His mainstream career – the junkets, the awards, the red carpets – has come, he says, as a huge surprise: “Yes, it’s utterly strange.” Safe, his 1995 film about a housewife (played by Julianne Moore) who is allergic to the 20th century, flummoxed audiences at first, but somehow it stuck around, and after this, he was off: it was followed by his glam-rock tribute, Velvet Goldmine, the Oscar-nominated Far from Heaven and I’m Not There Carol
His optimism for the future is not, however, uncomplicated. “A lot of the hope in film-making right now lies with cable and streaming. The healthy competition among cable providers has enabled the presentation of characters who would have a hard time being in films because they are ambiguous or outright dislikable, complicated and sullied. That’s almost a requirement these days of dramatic long-form television, and that is great. But as a film-maker who loves film and who was formed in a movie house in the dark sharing that experience with strangers… to see how much that has dwindled is hard. Film stock isn’t even being produced.”

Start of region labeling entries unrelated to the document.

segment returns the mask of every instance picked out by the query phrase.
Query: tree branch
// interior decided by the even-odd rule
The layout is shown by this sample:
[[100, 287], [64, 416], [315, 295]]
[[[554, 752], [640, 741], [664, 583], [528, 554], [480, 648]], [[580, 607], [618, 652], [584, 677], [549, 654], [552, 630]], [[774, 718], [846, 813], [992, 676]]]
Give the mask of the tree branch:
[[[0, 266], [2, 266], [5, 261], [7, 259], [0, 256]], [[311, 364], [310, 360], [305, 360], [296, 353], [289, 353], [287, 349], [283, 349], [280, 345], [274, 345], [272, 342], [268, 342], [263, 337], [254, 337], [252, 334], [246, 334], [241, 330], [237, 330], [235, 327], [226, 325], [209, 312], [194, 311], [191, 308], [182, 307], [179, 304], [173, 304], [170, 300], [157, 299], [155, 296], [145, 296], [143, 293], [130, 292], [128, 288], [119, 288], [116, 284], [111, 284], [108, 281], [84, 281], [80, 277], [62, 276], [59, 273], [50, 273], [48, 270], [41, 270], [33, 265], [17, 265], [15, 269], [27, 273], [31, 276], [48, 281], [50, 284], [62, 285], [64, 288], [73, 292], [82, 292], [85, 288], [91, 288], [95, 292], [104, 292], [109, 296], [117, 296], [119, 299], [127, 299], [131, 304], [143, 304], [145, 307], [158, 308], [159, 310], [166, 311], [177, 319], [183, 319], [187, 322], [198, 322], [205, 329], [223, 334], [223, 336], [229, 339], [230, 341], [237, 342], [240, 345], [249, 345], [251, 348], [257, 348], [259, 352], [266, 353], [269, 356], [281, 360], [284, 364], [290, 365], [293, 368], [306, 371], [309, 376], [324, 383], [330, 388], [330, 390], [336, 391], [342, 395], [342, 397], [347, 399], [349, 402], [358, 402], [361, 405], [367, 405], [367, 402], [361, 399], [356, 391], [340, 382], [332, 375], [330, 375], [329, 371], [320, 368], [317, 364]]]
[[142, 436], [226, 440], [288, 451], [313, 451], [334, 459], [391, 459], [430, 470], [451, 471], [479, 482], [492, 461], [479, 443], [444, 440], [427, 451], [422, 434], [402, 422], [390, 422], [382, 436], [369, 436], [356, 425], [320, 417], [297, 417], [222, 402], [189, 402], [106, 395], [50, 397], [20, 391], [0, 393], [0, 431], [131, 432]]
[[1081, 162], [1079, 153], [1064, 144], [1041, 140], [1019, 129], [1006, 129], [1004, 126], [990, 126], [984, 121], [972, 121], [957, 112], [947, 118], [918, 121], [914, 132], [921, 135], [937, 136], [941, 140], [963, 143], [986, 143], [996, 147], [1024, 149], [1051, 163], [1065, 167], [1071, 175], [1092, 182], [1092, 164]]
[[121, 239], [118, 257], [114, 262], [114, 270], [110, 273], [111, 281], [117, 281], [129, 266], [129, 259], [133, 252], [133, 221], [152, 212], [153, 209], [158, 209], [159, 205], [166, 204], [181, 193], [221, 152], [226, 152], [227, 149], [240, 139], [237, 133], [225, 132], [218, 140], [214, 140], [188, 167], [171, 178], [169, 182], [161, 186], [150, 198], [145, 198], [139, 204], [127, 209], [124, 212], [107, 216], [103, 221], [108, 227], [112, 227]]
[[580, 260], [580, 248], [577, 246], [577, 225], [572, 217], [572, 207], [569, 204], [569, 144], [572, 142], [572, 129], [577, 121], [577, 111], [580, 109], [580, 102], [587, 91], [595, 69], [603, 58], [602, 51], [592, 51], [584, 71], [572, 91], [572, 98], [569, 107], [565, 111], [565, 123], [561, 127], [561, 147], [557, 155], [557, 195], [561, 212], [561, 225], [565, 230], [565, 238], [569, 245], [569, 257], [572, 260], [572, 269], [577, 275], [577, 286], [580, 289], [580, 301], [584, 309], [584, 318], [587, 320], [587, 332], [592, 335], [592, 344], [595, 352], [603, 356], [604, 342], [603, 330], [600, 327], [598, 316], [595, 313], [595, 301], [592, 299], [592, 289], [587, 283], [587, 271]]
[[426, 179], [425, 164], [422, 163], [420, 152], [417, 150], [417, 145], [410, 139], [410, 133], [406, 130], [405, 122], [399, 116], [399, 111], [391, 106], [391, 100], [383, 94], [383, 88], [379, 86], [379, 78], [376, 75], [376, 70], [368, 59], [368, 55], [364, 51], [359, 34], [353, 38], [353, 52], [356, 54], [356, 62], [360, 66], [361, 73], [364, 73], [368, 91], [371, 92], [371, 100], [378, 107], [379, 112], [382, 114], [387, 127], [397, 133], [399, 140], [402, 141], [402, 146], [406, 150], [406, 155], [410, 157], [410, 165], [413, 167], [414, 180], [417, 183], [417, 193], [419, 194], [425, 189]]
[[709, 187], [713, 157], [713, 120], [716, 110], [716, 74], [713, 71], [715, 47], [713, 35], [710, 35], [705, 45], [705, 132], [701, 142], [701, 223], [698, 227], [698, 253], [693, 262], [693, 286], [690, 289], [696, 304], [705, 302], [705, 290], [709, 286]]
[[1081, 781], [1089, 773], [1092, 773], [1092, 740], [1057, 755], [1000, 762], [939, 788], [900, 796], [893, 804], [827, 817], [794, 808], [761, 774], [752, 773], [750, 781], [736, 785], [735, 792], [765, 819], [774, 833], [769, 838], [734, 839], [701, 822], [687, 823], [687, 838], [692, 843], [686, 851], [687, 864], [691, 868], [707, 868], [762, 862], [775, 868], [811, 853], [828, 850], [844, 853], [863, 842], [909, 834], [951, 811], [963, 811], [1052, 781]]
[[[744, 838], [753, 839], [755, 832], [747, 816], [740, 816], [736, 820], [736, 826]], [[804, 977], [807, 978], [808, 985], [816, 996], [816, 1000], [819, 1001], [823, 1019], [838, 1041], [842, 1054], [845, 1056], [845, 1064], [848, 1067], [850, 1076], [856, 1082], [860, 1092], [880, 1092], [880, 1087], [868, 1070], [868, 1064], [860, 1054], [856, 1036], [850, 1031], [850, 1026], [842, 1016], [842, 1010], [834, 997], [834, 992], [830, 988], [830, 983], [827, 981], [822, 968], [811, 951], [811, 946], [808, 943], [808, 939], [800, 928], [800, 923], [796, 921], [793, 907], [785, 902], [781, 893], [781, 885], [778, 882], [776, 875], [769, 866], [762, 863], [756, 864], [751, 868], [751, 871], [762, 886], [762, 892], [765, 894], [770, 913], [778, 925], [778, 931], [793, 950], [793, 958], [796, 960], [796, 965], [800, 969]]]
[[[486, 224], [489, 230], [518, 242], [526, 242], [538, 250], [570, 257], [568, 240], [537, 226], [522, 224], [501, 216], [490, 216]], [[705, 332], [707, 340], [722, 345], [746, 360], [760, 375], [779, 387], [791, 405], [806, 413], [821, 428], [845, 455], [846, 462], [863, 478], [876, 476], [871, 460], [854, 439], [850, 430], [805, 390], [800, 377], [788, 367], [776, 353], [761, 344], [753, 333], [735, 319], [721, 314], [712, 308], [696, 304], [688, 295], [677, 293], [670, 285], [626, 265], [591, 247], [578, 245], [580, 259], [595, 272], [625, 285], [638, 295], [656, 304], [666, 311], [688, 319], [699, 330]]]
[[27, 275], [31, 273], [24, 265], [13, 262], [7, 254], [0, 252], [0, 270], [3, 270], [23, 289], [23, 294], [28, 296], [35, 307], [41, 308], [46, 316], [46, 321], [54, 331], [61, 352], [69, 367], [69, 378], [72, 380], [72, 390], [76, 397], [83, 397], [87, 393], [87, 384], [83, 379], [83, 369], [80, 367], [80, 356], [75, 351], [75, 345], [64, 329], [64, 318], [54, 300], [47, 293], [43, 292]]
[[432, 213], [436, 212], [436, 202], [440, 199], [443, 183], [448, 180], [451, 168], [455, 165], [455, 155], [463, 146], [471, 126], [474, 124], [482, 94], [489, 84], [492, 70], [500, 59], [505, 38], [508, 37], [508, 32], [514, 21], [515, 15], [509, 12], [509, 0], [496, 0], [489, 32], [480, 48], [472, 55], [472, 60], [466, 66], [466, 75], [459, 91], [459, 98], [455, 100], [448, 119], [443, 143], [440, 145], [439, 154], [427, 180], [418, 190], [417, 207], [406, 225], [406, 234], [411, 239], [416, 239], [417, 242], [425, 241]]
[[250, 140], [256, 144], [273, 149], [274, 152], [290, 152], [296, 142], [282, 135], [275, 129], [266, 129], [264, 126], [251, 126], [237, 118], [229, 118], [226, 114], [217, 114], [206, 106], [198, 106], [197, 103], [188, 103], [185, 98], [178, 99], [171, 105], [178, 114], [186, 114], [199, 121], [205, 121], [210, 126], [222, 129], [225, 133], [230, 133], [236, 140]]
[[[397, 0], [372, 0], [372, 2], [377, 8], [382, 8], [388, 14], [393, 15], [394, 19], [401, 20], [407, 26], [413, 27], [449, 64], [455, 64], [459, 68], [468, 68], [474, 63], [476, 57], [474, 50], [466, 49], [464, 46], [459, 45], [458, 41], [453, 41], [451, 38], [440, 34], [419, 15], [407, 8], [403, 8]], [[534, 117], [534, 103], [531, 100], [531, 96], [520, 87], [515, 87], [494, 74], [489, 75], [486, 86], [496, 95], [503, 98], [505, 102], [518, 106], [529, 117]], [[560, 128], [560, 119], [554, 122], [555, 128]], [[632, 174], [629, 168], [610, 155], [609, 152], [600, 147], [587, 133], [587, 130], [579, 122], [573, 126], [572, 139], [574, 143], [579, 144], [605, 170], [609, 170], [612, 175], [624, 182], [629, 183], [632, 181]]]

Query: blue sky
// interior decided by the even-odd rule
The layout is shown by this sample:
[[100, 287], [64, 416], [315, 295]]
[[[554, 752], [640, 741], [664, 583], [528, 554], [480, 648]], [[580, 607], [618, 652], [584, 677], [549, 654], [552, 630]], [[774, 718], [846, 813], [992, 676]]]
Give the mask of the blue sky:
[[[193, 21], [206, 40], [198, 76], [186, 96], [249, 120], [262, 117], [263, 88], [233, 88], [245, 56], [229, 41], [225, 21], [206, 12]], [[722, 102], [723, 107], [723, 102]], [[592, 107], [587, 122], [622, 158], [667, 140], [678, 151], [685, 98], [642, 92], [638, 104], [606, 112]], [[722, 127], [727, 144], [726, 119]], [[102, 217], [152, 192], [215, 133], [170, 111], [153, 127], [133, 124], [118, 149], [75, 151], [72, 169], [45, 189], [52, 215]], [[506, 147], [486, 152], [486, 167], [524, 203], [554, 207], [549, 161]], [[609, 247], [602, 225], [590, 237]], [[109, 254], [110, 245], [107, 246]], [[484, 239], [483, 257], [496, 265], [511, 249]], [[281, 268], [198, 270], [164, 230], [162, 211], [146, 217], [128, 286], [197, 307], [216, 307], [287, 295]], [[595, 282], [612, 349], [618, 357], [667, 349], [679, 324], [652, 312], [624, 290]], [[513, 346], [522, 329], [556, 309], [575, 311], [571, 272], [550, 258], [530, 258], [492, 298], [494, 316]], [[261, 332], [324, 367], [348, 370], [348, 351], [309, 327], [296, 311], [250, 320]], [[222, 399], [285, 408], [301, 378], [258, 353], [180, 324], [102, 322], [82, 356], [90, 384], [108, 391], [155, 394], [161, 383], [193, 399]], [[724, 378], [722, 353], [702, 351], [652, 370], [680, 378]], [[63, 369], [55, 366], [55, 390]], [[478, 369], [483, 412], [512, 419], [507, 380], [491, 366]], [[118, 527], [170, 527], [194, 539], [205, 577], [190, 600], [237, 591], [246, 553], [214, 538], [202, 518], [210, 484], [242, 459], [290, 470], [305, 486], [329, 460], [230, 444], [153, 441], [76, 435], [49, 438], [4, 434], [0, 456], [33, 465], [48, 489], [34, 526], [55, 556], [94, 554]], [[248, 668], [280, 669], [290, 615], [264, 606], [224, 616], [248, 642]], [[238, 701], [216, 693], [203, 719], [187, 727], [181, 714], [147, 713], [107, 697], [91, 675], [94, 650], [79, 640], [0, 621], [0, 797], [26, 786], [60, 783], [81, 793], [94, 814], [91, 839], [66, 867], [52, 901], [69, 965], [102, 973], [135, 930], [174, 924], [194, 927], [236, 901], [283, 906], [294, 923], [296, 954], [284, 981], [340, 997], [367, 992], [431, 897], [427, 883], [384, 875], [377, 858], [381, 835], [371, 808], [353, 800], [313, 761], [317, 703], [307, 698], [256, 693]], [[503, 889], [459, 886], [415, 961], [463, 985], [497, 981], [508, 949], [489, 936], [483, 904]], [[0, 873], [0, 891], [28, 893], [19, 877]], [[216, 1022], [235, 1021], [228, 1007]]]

Movies, meanwhile, are becoming ever more conformist in ways that we may not even notice – though as Haynes points out, this is perhaps just a reflection of wider society. “What’s funny is how much of the conforming has come from within the gay community itself,” he says. “It’s part and parcel of the tremendous, almost unimaginable legislative advancements we’ve made. I’m not married myself, but I support gay marriage, gays in the military, all that. But those are the last places. When we were in our activist years, when the government was just allowing people to die from Aids, our understanding of the threat that marginal lives imposed on dominant lives was a tool for exposing the hypocrisy of the status quo, let alone [the government’s] heartlessness and neglect. Now, for the most part, everyone’s new favourite topic is how much they all love gays and lesbians, and transgender people are the trend.”
What does he feel about this? What he says next is one of the most surprising things I’ve ever heard in a hotel that is full to the brim of movie stars and their publicists (though, as he and I both know, that is not saying very much). “Well, for the little kid, the teenager coming out, that’s great. It’s essential. But there are things we have traded in for that as well. Where is the outside now? Who stands beyond capitalism? Who is questioning corporate culture? The market has won. It accepts gay and lesbian lives because those people can spend money like anyone else. It is issues of poverty and race than need attention now, because they can’t spend the money.”